The big question I tried to answer this week: Can raw audio samples compete with spectrograms as inputs to convolutional neural networks (CNN)?
Although I don’t yet have the conclusive data needed to pick a team, I have some bias for the raw audio, which trains faster by nature of its structure. I’m also grateful for the incremental design that this project has; I am able to shave off some computation time by saving the important structures (downsized depth maps, input spectrograms, split training and test sets, model parameters) as h5 files that I can load during the many times I train the NN. This way, I am able to rewrite any file and change any piece of my program without having to run through the entire data preprocessing stage every single time.
This week, I fully realized the expansive set of hyper-parameters that CNNs, and NNs in general, have. After tweaking the program so that spectrograms and audio samples can both be inserted as inputs, I stared at my code for a bit and drew out some sub-par decision trees that highlight the parameters I care about. These include the size of the convolutional kernels, the number of nodes in the dense layers, the loss function, the activation functions, and the number of epochs for the training process. Needless to say, the decision trees were not pleasant to look at.
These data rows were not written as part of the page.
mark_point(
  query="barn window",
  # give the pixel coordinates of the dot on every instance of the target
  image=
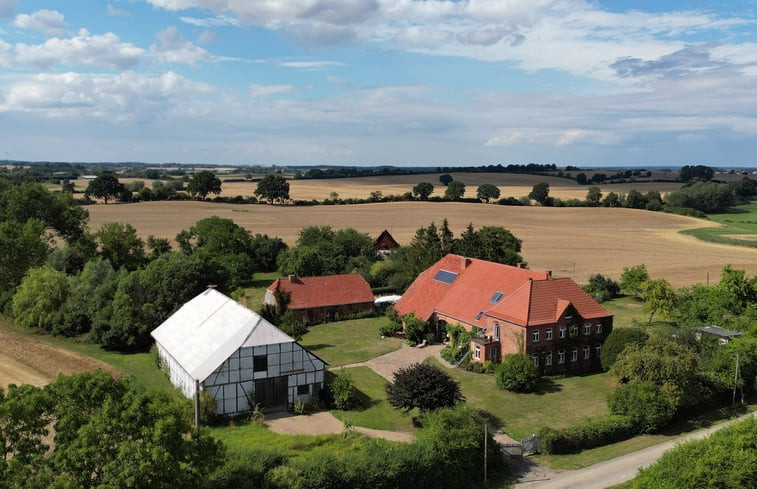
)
(260, 363)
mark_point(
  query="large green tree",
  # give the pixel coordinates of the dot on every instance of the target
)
(423, 386)
(105, 186)
(273, 188)
(203, 183)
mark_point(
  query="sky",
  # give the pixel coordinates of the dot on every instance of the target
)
(380, 82)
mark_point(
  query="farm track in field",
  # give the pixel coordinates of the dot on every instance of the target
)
(573, 242)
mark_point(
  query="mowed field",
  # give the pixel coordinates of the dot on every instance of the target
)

I focused mostly on getting the audio sample NN to make acceptable predictions this week. Here is an example of one test result:
It doesn’t look too bad, but don’t be too excited yet- the NN makes the same prediction for every test input. The NN also fares poorly when the training set is plugged in as the test set…the NN has already seen every training input and its respective “answer” so it should recognize this test set and make acceptable predictions. It seems that the predicted depth map has converged to the average depth map of all the training inputs. I hypothesized that the NN wasn’t given enough time to train, so I increased the number of epochs from 50 to 300. The mean squared error for the particular model still leveled off to 0.29.
To look forward to: lots of hyper-parameter tuning! I’ve been working with two convolutional layers followed by two dense layers, but I should start changing that aspect of the architecture. Tomorrow, I am going to start by examining the performance of various optimizers. I created a new downsized depth set; instead of 12×16, this set is 6×8. I’m hoping to see better predictions from the NN given these lesser quality goals.